The ability of monolaurin to stop the growth of Enterococcus faecalis, even strains which are resistant to antibiotics, is promising for those who may suffer from an infection from this bacteria.

Other studies on ruminal methanogenesis

A study in the UK used monolaurin to suppress methanogenesis in cows using a mixture of lauric (C12) and myristic acids (C14). [6] The study indicates that monolaurin might help curb the production of methane, a greenhouse gas, in farm animals by destroying the source bacteria in their gut.

“The present study demonstrated a clear synergistic effect of mixtures of C12 and C14 in suppressing methanogenesis, mediated probably by direct inhibitory effects of the fatty acids on the methanogens.” [6]

A study in Belgium showed that the use of coconut oil, when added to animal feed, can help reduce dietary methane production:

“Both krabok oil and coconut oil increased the rumen volatile fatty acids, in particular propionate and decreased acetate proportions. Protozoal numbers were reduced through the supplementation of a medium chain fatty acid source (coconut oil, krabok oil), with the strongest reduction by krabok oil.” [10]

Potential application for human digestion

These studies demonstrated how monolaurin may be applied to supplement animal feed to reduce targeted bacterial colonies and biofilms without negatively impacting “good” gut bacteria or contributing to antibiotic resistance.

While the studies are focused on the commercial application for farm animals, there may be potential to apply some of the lessons to humans. As stated before, same or similar bacteria can cause pathogenic infections in people. If monolaurin can effectively treat these bacterium in animal studies, there may be potential to apply to humans, but further research is needed.

With all supplements, it is important that you consult a medical professional before beginning a supplement regimen.

References:

  1. The Columbia Electronic Encyclopedia, 6th ed. 2012, Columbia University Press.

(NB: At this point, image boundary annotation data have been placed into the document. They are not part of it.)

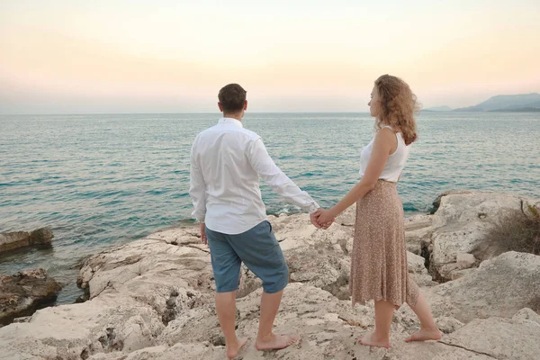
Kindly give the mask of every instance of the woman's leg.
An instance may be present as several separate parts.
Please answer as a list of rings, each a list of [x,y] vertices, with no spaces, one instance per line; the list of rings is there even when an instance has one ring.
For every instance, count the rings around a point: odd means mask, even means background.
[[[390,325],[394,306],[392,302],[375,302],[375,330],[358,339],[360,344],[369,346],[390,347]]]
[[[441,338],[443,333],[438,329],[433,315],[431,314],[431,309],[424,297],[424,294],[420,292],[418,285],[411,282],[408,282],[407,286],[411,286],[413,289],[407,289],[407,303],[410,306],[410,309],[418,317],[420,320],[420,329],[410,337],[407,338],[405,341],[425,341],[425,340],[438,340]]]

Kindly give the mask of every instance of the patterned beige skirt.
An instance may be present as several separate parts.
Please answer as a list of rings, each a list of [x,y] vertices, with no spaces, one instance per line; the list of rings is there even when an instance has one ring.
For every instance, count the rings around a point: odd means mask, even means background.
[[[414,306],[418,285],[407,271],[403,205],[396,183],[378,180],[356,202],[349,289],[353,305],[387,301],[399,309]]]

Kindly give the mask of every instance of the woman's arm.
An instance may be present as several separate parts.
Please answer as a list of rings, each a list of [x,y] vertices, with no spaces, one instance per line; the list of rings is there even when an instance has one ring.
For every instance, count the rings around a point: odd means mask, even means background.
[[[364,195],[374,189],[381,173],[384,169],[384,165],[390,153],[395,148],[396,141],[396,134],[388,128],[383,128],[377,133],[364,176],[335,206],[328,211],[320,211],[320,215],[318,220],[320,224],[332,221],[346,208],[362,199]]]

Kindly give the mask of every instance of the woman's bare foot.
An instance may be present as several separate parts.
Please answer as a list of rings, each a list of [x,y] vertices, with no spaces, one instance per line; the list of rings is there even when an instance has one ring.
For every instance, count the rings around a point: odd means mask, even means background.
[[[234,345],[227,345],[227,357],[234,359],[238,356],[242,346],[246,345],[248,339],[246,338],[238,338],[238,341]]]
[[[366,346],[377,346],[384,348],[390,347],[390,340],[388,339],[388,338],[377,338],[374,332],[364,335],[361,338],[358,338],[358,342],[362,345],[365,345]]]
[[[411,341],[438,340],[442,336],[443,333],[438,328],[420,328],[407,338],[405,341],[410,343]]]
[[[296,337],[291,335],[270,334],[264,338],[257,338],[255,343],[255,348],[257,350],[279,350],[285,348],[298,340]]]

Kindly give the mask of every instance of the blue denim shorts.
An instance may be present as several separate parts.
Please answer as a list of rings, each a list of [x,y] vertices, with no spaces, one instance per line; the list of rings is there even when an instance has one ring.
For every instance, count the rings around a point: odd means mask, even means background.
[[[218,292],[238,288],[242,262],[263,281],[266,293],[278,292],[287,286],[289,268],[267,220],[237,235],[206,228],[206,238]]]

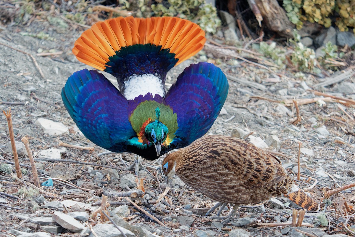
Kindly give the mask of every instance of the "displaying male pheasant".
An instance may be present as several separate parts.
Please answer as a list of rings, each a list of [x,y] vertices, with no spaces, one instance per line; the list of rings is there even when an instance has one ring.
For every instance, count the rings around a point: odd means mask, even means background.
[[[167,92],[165,77],[205,41],[197,25],[177,17],[98,22],[76,41],[73,52],[115,77],[120,91],[96,70],[84,69],[62,89],[64,106],[87,138],[111,151],[153,160],[185,147],[212,126],[228,82],[219,68],[205,62],[185,68]]]
[[[181,180],[208,197],[220,202],[219,215],[227,203],[236,205],[226,220],[235,214],[240,205],[255,204],[273,196],[288,198],[308,210],[319,204],[295,183],[276,157],[244,140],[221,135],[206,136],[187,147],[170,154],[163,162],[167,183],[175,173]]]

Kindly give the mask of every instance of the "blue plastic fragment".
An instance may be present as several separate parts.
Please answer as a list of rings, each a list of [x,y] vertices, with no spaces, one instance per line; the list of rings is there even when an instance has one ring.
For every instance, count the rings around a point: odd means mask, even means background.
[[[52,179],[49,179],[45,182],[43,182],[41,184],[42,186],[45,186],[47,187],[50,187],[53,186],[53,180]]]

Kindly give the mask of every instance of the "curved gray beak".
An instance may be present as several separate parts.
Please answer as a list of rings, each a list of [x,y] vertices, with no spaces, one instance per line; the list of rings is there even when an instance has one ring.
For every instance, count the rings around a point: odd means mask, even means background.
[[[155,147],[157,155],[159,156],[159,155],[160,155],[160,151],[162,150],[162,144],[160,142],[157,142],[157,144],[154,144],[154,145]]]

  2. Hook SE, Wright AG, McBride 1. “Methanogens: Methane Producers of the Rumen and Mitigation Strategies” Archaea, Volume 2010, Article ID 945785, 11 pages, http://dx.doi.org/10.1155/2010/945785

  3. Xuan Zhou, Leo Meile, Michael Kreuzer, and Johanna O. Zeitz, “The Effect of Saturated Fatty Acids on Methanogenesis and Cell Viability of Methanobrevibacter ruminantium,” Archaea, vol. 2013, Article ID 106916, 9 pages, 2013. https://doi.org/10.1155/2013/106916.

  4. Klevenhusen F, Meile L, Kreuzer M, Soliva CR. Effects of monolaurin on ruminal methanogens and selected bacterial species from cattle, as determined with the rumen simulation technique. Anaerobe. 2011 Oct; 17(5):232-8. doi: 10.1016/j.anaerobe.2011.07.003.

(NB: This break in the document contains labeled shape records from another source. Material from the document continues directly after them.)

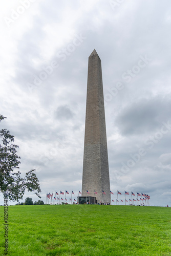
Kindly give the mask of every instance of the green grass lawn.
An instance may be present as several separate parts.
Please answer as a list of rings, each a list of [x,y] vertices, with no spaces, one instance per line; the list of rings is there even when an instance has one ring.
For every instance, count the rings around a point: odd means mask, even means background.
[[[9,206],[8,214],[8,255],[171,255],[170,207],[21,205]]]

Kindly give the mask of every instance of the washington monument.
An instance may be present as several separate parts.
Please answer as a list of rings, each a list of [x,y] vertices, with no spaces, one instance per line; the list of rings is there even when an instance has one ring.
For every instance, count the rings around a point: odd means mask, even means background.
[[[89,58],[82,196],[111,202],[101,60],[95,50]]]

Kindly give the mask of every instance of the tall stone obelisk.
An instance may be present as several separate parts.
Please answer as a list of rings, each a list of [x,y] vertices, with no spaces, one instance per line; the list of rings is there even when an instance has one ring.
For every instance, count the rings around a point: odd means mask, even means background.
[[[101,65],[95,50],[89,58],[82,183],[82,196],[86,195],[111,203]]]

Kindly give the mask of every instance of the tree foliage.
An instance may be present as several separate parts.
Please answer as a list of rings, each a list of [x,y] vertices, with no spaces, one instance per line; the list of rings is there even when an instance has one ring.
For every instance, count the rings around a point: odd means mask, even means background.
[[[0,122],[6,118],[0,115]],[[24,195],[26,189],[29,191],[34,191],[39,198],[41,192],[39,181],[34,173],[35,169],[27,173],[24,178],[19,169],[20,157],[17,155],[18,146],[14,145],[14,136],[7,129],[0,130],[0,138],[2,144],[0,144],[0,189],[4,197],[10,200],[19,202]]]

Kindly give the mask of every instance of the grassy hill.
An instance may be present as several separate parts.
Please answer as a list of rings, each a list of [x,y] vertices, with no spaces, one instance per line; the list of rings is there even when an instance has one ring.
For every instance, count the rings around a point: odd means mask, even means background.
[[[3,228],[3,206],[0,215]],[[9,206],[8,255],[170,255],[170,207]]]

  5. Hammerum AM. “Enterococci of animal origin and their significance for public health.” Clin Microbiol Infect. 2012 Jul;18(7):619-25. doi: 10.1111/j.1469-0691.2012.03829.x

  6. C. R. Soliva, L. Meile, A. Cieślak, M. Kreuzer, and A. Machmüller, “Rumen simulation technique study on the interactions of dietary lauric and myristic acid supplementation in suppressing ruminal methanogenesis,” British Journal of Nutrition, vol. 92, no. 4, pp. 689–700, 2004.

  7. Fraser, S.L. “Enterococcal Infections” Medscape. Updated 30 July 2018. Last accessed 19 February 2019.

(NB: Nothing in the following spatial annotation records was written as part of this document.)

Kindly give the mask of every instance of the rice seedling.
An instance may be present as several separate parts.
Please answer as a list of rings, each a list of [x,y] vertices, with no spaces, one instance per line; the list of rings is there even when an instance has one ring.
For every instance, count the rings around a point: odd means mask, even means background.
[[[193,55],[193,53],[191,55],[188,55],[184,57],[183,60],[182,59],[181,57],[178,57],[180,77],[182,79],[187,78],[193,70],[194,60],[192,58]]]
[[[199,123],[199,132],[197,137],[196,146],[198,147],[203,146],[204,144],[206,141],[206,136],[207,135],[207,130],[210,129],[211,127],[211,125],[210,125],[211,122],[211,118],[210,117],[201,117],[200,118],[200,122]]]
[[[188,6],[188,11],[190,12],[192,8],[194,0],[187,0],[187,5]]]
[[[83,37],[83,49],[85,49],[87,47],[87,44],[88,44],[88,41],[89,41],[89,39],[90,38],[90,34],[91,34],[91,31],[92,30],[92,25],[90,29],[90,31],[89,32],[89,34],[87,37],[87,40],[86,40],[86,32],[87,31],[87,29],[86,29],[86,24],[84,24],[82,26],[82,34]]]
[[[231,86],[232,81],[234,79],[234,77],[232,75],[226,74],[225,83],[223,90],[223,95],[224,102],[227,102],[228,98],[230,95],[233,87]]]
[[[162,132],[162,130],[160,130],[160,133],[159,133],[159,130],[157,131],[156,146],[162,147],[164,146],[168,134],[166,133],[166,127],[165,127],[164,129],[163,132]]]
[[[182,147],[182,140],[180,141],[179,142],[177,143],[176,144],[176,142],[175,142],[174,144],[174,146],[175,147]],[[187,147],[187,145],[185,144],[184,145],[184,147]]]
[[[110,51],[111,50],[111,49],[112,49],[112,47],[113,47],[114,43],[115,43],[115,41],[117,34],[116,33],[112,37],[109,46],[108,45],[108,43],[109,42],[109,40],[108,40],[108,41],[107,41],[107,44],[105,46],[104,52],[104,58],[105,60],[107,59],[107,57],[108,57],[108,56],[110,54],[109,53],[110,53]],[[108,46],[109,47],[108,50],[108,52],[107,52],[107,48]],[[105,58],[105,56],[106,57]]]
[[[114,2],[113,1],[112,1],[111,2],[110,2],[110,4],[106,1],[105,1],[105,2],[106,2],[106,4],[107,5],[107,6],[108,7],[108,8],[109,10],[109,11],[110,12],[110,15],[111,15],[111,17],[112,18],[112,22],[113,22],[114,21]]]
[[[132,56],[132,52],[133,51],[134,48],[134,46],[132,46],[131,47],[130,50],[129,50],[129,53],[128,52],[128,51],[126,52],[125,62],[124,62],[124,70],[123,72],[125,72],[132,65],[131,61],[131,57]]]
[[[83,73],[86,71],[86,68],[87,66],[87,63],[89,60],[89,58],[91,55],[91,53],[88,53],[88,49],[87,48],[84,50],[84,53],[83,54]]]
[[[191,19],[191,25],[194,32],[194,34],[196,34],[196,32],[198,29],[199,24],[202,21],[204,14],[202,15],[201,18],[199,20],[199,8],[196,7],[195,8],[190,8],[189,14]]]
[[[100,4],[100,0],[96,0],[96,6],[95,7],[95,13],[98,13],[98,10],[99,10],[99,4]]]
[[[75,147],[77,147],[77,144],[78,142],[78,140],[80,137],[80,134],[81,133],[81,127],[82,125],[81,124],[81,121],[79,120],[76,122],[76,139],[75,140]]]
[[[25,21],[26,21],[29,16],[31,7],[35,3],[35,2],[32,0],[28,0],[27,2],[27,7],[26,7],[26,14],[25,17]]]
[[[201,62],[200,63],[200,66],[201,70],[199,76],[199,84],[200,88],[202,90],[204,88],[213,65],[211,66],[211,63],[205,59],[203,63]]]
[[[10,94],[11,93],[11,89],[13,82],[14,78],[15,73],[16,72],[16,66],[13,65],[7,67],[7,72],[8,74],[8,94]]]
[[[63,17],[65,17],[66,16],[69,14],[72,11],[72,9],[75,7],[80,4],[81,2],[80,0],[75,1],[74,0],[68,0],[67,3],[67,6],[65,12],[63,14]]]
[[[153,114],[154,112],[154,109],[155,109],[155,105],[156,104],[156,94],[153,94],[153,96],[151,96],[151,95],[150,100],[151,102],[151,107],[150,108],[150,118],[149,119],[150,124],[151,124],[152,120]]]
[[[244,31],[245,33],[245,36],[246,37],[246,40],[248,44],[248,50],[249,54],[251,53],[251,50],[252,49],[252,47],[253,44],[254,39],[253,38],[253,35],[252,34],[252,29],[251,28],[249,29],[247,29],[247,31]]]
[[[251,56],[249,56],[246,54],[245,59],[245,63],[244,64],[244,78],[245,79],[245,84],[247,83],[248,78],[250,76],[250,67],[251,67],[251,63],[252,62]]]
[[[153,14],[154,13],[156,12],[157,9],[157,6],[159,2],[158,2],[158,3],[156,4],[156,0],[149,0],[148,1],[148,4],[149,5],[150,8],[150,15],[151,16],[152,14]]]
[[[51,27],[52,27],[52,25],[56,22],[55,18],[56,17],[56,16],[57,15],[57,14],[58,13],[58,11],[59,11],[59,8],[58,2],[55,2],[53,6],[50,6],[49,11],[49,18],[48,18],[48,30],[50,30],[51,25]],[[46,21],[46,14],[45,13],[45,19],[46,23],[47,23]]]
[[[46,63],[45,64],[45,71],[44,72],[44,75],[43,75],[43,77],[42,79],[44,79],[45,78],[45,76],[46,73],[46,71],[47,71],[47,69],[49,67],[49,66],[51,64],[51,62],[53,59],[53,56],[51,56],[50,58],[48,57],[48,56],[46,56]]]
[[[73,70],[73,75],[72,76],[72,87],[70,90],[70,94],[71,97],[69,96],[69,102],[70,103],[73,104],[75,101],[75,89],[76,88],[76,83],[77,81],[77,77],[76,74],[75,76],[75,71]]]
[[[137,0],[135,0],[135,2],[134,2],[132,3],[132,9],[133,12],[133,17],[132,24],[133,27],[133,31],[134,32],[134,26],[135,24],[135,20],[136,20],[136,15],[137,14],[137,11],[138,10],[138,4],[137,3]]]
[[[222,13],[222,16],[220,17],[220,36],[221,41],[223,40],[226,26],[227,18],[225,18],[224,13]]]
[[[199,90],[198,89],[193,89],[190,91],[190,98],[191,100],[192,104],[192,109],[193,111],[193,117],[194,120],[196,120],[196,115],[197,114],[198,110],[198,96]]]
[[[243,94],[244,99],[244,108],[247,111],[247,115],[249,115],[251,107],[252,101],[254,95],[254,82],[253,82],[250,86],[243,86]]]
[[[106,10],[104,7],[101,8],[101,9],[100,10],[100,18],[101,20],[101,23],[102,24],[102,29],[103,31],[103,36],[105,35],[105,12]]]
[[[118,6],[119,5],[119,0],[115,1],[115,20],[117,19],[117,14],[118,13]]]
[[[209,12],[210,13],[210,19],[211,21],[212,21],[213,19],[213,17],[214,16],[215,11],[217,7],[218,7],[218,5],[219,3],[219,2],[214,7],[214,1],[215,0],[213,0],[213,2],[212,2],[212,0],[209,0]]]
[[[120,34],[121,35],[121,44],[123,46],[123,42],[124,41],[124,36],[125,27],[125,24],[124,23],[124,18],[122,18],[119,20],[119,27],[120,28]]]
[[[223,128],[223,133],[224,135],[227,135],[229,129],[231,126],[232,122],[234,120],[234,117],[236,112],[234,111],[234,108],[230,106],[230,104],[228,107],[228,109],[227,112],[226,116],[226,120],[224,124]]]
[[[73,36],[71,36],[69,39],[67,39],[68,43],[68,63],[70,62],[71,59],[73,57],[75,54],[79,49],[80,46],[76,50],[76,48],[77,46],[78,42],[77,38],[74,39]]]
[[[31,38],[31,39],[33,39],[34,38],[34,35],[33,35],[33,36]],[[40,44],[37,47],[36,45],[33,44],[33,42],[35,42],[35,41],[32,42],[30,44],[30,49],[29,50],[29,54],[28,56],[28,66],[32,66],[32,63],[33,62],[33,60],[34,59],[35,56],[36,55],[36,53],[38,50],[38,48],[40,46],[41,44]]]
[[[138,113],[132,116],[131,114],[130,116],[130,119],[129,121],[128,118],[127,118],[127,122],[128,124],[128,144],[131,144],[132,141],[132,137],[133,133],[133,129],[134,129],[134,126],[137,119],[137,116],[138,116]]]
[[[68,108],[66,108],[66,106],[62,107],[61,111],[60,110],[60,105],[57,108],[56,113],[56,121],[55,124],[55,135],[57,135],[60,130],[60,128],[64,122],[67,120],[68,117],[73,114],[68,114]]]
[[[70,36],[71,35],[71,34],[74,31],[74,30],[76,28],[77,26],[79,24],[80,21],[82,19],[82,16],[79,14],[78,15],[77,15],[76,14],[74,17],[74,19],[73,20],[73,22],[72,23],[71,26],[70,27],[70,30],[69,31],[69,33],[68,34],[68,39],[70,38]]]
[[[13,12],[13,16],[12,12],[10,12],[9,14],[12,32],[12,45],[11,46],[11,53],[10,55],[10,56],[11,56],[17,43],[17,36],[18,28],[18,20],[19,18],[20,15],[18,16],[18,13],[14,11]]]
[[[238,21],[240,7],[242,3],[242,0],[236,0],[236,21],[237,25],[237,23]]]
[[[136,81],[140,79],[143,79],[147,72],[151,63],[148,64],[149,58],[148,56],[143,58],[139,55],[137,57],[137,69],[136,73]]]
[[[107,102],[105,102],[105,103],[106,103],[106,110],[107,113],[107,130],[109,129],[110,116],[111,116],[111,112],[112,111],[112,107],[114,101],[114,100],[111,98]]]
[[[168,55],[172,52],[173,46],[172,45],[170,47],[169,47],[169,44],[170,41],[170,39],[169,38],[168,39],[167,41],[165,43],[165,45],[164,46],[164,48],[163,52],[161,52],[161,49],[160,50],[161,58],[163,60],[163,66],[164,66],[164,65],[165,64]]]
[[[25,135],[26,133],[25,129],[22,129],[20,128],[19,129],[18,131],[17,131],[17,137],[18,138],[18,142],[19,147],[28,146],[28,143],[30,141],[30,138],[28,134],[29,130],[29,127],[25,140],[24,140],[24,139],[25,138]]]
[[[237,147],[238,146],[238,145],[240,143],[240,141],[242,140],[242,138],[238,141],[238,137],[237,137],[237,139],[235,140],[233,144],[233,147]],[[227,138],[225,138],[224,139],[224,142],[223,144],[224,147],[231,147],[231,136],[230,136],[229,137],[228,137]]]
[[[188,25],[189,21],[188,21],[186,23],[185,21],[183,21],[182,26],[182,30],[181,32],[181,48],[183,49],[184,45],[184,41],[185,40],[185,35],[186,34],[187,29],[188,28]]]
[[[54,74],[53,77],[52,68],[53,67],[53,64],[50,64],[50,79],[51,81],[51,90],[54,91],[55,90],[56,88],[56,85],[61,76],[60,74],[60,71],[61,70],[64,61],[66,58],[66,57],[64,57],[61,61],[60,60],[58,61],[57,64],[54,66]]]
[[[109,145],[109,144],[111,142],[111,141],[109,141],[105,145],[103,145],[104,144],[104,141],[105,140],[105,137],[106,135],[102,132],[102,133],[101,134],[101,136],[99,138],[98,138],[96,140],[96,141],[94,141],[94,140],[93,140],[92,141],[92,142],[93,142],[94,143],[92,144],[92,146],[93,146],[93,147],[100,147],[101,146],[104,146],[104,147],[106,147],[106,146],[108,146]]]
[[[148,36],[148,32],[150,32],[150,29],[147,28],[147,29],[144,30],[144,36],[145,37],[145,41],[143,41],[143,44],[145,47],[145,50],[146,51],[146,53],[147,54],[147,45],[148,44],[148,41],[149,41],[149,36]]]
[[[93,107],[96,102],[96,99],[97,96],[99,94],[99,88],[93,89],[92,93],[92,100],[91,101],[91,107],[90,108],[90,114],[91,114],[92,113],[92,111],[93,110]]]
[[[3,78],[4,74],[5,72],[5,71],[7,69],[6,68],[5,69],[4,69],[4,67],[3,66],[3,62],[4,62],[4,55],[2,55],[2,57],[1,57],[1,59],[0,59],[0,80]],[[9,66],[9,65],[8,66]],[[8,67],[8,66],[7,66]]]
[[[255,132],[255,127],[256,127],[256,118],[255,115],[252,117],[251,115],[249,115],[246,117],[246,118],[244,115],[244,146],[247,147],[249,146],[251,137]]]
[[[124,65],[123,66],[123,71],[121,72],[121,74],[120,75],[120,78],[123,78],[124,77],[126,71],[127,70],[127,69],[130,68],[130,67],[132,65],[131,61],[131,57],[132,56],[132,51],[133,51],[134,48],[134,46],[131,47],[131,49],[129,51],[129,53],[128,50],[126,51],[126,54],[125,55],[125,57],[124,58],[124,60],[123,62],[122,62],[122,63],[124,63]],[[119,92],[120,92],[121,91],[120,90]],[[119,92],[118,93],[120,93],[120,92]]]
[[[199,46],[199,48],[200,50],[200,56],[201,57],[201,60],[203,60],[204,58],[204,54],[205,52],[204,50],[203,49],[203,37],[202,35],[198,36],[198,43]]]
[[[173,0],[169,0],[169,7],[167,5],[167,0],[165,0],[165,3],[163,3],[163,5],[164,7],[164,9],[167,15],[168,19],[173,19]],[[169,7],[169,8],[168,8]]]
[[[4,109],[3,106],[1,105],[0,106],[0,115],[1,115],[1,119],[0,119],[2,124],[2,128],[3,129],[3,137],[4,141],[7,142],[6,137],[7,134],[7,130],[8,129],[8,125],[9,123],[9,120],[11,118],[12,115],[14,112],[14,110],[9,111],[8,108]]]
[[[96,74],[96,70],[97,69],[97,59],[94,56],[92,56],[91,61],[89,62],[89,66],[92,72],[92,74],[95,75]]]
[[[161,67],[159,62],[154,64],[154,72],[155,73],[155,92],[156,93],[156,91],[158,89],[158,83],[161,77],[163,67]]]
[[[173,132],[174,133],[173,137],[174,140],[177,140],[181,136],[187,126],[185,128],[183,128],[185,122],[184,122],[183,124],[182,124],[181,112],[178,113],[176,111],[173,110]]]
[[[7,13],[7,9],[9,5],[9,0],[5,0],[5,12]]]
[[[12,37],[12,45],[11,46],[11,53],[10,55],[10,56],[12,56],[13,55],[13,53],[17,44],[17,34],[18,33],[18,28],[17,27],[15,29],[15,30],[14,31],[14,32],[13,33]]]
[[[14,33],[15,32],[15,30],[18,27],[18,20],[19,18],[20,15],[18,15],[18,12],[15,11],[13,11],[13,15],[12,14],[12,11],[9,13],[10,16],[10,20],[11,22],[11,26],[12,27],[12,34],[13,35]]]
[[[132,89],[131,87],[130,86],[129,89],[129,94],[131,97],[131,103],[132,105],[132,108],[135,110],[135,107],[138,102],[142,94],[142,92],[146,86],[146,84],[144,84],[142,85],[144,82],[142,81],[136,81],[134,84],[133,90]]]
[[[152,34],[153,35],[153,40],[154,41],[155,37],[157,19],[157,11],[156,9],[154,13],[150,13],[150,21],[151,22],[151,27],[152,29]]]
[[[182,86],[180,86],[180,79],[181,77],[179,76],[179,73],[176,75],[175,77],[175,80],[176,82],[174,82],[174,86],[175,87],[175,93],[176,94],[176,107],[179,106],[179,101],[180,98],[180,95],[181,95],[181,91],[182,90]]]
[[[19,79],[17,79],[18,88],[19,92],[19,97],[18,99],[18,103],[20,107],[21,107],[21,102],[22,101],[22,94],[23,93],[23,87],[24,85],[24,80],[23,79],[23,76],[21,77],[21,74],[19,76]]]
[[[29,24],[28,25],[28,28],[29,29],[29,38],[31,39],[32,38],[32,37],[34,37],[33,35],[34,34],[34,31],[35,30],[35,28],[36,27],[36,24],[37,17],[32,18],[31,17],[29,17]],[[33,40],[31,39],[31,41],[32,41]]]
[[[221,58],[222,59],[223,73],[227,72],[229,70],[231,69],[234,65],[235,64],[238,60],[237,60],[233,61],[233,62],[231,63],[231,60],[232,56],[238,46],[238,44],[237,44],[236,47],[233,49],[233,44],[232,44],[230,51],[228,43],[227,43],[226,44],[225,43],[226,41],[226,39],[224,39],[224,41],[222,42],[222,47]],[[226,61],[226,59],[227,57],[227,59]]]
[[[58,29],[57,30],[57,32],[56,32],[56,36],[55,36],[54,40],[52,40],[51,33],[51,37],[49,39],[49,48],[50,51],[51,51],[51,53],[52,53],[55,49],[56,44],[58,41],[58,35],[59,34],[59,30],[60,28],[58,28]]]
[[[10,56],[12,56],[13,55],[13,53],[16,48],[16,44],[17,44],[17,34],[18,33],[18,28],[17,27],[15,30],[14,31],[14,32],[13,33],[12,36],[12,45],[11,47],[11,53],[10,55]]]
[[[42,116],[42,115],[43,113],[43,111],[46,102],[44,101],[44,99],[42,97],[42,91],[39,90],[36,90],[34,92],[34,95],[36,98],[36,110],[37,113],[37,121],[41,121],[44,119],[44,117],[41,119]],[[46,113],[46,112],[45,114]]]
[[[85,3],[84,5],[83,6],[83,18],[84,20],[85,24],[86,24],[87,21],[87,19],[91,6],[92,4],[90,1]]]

  8. Donavon J. Hess, Michelle J. Henry-Stanley, and Carol L. Wells. Surgical Infections. Volume: 16 Issue 5: October 5, 2015.

  9. Holly E. Saito, John R. Harp, Elizabeth M. Fozo. Enterococcus faecalis Responds to Individual Exogenous Fatty Acids Independently of Their Degree of Saturation or Chain Length. Appl. Environ. Microbiol. Dec 2017, 84 (1) e01633-17; DOI: 10.1128/AEM.01633-17

  10. Paul B. Eckburg, Paul W. Lepp, David A. Relman. Archaea and Their Potential Role in Human Disease. Infection and Immunity Feb 2003, 71 (2) 591-596; DOI: 10.1128/IAI.71.2.591-596.2003

  11. Ruzin A, Novick RP. Glycerol monolaurate inhibits induction of vancomycin resistance in Enterococcus faecalis. J Bacteriol. 1998 Jan;180(1):182-5.